A few miles north of Manchester, she left the Turnpike and continued on toward Catamount through Hooksett and Suncook on Route 28. The towns were smaller now, villages and old, decaying mill towns squatting alongside the rivers in the rain and cold darkness of October. North of Suncook, at the edge of a gray circle of fluorescent light cast by a filling station, she caught sight of a figure standing by the side of the road. It was a girl, she realized as she sped past, or a woman, and she was hitchhiking. On the ground next to her was a backpack, soaked through from the rain, and the girl was wearing an orange, stiff-looking, plastic poncho. Nancy slowed the car, feathering the brakes so as not to slide, and came almost to a stop several hundred yards beyond the girl. In the rearview mirror she saw the girl lift the backpack from the ground and start running in a clumsy, off-balance gait toward the car, which was still moving slowly ahead, a few miles an hour.
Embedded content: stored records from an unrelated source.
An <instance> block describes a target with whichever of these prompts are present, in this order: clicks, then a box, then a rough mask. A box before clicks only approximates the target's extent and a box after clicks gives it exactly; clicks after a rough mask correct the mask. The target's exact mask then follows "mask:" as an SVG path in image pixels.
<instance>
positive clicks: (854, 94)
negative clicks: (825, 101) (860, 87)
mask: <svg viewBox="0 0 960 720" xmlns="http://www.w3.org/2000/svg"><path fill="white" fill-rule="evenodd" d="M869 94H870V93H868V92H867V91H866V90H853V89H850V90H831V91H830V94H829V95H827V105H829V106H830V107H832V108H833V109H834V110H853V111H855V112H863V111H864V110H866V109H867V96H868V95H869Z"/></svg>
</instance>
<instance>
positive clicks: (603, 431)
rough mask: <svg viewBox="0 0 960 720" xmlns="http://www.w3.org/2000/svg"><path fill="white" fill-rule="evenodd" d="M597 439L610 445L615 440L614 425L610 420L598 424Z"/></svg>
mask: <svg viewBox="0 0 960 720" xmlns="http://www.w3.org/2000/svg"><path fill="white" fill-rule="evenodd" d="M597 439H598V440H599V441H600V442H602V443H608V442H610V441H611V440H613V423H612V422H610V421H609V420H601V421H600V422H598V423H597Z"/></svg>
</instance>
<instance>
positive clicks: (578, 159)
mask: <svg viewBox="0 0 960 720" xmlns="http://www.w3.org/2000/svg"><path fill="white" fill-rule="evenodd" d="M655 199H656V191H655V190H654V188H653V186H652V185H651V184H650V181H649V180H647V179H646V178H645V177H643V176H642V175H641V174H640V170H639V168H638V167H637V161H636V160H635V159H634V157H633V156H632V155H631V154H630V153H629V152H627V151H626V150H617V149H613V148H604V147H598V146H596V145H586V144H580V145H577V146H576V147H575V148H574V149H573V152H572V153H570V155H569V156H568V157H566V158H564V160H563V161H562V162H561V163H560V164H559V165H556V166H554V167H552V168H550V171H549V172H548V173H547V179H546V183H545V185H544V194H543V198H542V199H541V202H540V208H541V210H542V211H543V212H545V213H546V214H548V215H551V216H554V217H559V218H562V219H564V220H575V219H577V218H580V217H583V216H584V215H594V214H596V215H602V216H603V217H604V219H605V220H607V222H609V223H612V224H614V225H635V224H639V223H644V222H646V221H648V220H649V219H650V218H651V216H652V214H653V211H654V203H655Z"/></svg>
The girl struggled along behind, splashing through deep puddles, until she had drawn to within a hundred yards of the car, and still Nancy kept the car moving forward. Finally, the girl stopped running. She dropped her pack onto the ground beside her and stood peering into the darkness at Nancy’s car. In the mirror, as the car moved back into the roadway and increased speed, Nancy saw the girl jab her hand at her in a gesture of disgust and contempt, and then the car went around a long, slow bend in the road, and the girl was gone.